Primary Purpose: Treatment
Official Title: Randomized Open-label Study in Mild and Moderate Patients With Takayasu Arteritis Between Methotrexate and Tofacitinib Based on the ECTA Cohort.
Actual Study Start Date : March 1, 2020
Estimated Primary Completion Date : December 31, 2022
Estimated Study Completion Date : December 31, 2023

Resource links provided by the National Library of Medicine


Arm Intervention/treatment
Active Comparator: methotrexate
This group of 38 TAK cases are prescribed with methotrexate tablets (Dose: 15.0 mg. qw. p.o.) for 24 weeks.
Drug: Methotrexate Tablets

The methotrexate group is prescribed with methotrexate Tablets for 24 weeks, and the disease activity is monitored in the follow-up (primary endpoint).

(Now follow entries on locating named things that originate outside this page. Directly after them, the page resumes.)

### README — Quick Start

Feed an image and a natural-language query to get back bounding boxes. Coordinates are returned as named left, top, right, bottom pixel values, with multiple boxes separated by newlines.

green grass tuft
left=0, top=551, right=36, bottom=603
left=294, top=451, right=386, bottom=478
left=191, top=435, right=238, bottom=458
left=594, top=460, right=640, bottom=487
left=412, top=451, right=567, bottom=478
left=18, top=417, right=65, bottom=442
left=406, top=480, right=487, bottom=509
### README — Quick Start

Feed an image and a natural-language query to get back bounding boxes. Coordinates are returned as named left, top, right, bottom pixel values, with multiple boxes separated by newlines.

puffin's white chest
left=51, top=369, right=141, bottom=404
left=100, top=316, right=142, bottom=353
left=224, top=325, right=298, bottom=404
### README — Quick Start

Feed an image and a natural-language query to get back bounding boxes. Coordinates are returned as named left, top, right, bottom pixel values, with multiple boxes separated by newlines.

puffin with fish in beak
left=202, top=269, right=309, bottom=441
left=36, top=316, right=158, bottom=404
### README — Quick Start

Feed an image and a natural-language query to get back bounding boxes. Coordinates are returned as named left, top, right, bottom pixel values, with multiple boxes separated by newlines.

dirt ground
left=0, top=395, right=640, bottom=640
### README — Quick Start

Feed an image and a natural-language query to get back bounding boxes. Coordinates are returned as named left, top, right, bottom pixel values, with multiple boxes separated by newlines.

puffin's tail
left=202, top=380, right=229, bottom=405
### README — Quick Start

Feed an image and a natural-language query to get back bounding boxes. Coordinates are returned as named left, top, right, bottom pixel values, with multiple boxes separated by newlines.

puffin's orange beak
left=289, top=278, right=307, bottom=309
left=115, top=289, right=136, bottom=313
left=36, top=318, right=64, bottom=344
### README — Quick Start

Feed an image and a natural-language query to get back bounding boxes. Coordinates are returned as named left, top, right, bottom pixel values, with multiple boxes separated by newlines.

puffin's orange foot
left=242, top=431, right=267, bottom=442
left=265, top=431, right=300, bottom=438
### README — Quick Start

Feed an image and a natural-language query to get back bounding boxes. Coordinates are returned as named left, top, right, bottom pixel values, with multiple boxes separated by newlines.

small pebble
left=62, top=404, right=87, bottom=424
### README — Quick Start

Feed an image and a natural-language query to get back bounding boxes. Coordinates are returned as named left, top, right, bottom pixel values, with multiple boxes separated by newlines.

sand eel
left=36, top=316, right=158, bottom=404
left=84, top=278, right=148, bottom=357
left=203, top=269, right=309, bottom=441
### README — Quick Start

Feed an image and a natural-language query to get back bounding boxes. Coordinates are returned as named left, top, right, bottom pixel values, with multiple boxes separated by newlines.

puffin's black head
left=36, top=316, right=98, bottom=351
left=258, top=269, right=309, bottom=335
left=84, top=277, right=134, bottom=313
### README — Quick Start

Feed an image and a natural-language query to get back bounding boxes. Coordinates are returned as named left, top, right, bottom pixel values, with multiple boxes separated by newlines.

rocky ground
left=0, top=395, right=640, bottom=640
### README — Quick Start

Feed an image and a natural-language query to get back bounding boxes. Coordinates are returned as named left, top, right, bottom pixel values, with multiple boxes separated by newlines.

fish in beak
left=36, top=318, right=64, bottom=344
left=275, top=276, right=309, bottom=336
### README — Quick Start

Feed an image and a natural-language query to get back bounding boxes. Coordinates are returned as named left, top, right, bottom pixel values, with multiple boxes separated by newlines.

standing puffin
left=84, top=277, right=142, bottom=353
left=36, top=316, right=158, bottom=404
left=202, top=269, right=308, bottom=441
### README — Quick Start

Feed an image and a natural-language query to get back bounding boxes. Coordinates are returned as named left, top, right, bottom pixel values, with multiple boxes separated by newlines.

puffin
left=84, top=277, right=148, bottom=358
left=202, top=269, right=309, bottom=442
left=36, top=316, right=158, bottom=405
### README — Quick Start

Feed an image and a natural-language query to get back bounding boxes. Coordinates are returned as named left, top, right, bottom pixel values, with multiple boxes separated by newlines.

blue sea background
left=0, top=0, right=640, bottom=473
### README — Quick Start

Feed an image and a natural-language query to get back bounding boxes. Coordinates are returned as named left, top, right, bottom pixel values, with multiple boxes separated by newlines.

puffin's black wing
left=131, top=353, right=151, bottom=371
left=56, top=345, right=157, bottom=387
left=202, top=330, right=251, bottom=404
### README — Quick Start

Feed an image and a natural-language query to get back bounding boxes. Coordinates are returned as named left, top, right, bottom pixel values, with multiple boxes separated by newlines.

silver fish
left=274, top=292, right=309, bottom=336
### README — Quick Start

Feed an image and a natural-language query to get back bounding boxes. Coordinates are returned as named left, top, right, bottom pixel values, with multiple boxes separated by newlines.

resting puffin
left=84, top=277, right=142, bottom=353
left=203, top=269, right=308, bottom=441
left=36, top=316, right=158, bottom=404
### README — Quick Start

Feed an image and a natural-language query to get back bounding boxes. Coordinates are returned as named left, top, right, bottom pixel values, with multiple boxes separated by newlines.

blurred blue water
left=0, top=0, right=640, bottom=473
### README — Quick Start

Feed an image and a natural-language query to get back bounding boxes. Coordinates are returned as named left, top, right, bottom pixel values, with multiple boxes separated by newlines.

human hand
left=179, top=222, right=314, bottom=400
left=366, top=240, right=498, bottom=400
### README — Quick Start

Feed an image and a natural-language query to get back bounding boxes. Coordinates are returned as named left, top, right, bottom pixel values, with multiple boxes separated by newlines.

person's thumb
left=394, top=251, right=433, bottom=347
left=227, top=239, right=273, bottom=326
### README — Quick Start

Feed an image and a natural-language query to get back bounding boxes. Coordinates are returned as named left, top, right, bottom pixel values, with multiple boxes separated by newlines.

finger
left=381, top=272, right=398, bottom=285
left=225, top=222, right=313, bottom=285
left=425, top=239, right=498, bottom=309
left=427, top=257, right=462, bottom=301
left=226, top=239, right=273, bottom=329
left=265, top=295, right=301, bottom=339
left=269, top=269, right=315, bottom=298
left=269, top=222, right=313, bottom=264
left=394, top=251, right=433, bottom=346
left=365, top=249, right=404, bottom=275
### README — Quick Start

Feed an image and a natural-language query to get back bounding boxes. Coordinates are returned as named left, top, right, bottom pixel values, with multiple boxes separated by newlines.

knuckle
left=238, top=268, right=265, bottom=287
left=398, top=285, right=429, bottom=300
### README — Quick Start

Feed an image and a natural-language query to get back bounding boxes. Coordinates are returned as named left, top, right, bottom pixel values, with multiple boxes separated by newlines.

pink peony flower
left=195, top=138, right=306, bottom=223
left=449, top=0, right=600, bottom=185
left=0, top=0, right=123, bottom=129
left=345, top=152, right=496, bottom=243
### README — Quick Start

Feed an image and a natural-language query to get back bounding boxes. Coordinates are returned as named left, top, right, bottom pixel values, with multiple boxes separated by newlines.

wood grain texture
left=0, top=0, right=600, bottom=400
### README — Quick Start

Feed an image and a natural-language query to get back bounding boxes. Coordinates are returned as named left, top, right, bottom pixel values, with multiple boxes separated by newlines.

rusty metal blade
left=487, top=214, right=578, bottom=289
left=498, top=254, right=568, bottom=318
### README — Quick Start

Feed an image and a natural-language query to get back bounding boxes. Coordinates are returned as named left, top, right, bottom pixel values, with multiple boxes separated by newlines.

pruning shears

After 24 weeks of treatment, if the disease is alleviated, then the usage of methotrexate is maintained for another 24 weeks, otherwise (resistant), patients would be given tofacitinib (5.0mg.bid.p.o.) for 24 weeks instead.

Other Name: methotrexate pills

Experimental: Tofacitinib
This group of 38 TAK cases are prescribed with tofacitinib tablets (Dose: 5.0 mg. bid. p.o.) for 24 weeks.
Drug: Tofacitinib tablet

The tofacitinib group is prescribed with tofacitinib tablets for 24 weeks, and the disease activity is monitored in the follow-up (primary endpoint).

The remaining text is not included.